There are hundreds of ChicagoNow bloggers who cover a wide variety of topics, each with his/her own viewpoint. Today, our community manager has paired us up with another blogger and we are each conducting a Q&A session with them and sharing them and their blog. You can find all of the ChicagoNow blogger interviews here. Take a look and meet some new bloggers.
I’m very pleased to introduce you to Denise Williams, who writes the blog Uncommon Sense. She is a proud Gold Star Mom, whose son, Andrew, served in the Army and was killed in action in Afghanistan in 2010.
Q. When did you start writing?
A. Started writing for the Plainfield and Joliet Patch because it was time to start writing. I started writing for them six months after Andrew was killed
What motivated you to start writing?
Primarily it is to continue to write for a civilian audience to make them less civilian. Make them understand the perspective of life of what is important to military and veterans
The military world is a more civilized and urbane society than the general one.
The disconnect and the divide between the civilian and military world is huge. The vast majority of people have no clue. There are 53,000 veterans in Will County, Illinois [where Denise and I both live] alone More than 70% of veterans voted in election, and there is no unified political party. In fact, in the military they cannot express a political opinion.
I share cold truths that people don’t want to hear. I didn’t know how that would go over.
What are your goals for your writing?
Primarily it is to continue to write for a civilian audience to make them less civilian. I want to make them understand the perspective of life of what is important to military and veterans.
I’d like more people to read from the perspective that this is a segment of society that you should know about. Regardless of the politics, there are people willing to die to protect your right to practice and believe and say anything you want. Understand that. Take it out of the politics. I hate the people who comment that they are fighting for the military industrial complex. It’s simply not the truth.
People assume they know why people enlist. There are as many reasons to enlist as there are to go to college. It is a decision of who you want to be.
Someone who enlisted for the right reasons, it changes who they are as a person. I’ve met very few, even those who didn’t have a good military experience who don’t see themselves as a better person for the experience
What brought you to ChicagoNow?
I was looking for something with a wider voice, a little less local. Once there, I learned about things like Google Analytics, which is not a vanity for a blogger. You learn what you’re doing and where you’re reaching, even if it is parts you don’t want to reach.
What do you enjoy most about ChicagoNow?
I love the city of Chicago, and I love the perspective of the voices of my home.
Doesn’t matter where I live or where I go, I’m a Chicagoan born and bred.
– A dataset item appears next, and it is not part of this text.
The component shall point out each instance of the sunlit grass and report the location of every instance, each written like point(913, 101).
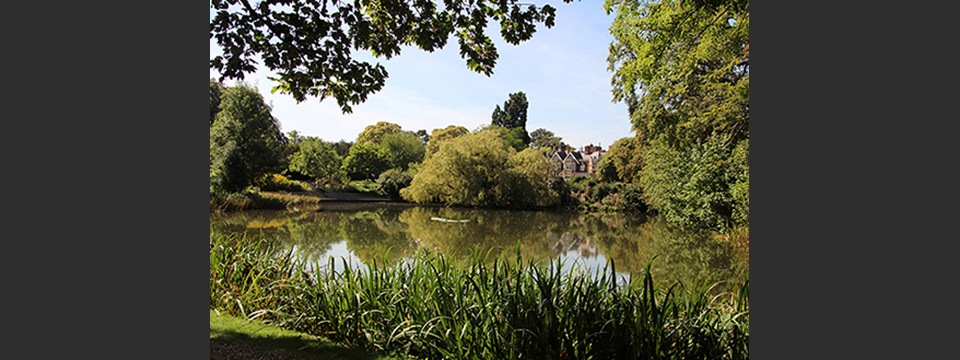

My ties here are generations deep, going back to a family member born in Chicago in 1868.
With the wider audience, sometimes that brings rude blog commenters. Were you prepared for that?
I was surprised. I was not prepared for the crazies.
How do you handle the negative comments?
I have two golden rules: 1) never hit the send button after 10 p.m. and 2) never take it personally. Often, if I don’t say anything, other readers get in there and tear them apart. Sometimes you just get an oxygen thief and you want to tell them, “Get off the internet, you are sucking bandwidth and oxygen.” But I don’t, because I’m trying to maintain somewhat of a professional demeanor.
Having lost your son, how do you handle it when people ask how many children do you have?
When I say that my only son was killed in action on November 1, 2010, the other person falls apart. – adept at avoiding the conversation. I don’t need to be consoling them and part of it is you’re a stranger to me – this is the most important part of me. You earn the knowledge, I don’t just wear it.
You write extensively about supporting our troops. If someone is looking for a way to do that and to take action, what do you recommend?
Every family should be taking their children to a memorial for fallen from the global war on terror.
For people who are local to Chicago, there is a Rockin’ for the Troops concert at Cantigny on July 19, 2014, featuring Gary Sinise and the Lt. Dan Band. It benefits Operation Support our Troops, which has sent 1.7 million pounds of care packages, supports traumatic brain injury research, and supports Wounded Warrior programs.
Nationally, the Fisher House is the Ronald McDonald house for the VA hospitals, provide=ing military families housing close to a loved one during hospitalization for an illness, disease or injury. Supporting them is a huge deal.
Team Rubicon is also one of my favorites. It’s an NGO disaster relief. They were the first people on the ground in Haiti and it is run by all volunteers, primarily former military members. It is of military, by military, for military, which is a very cool thing.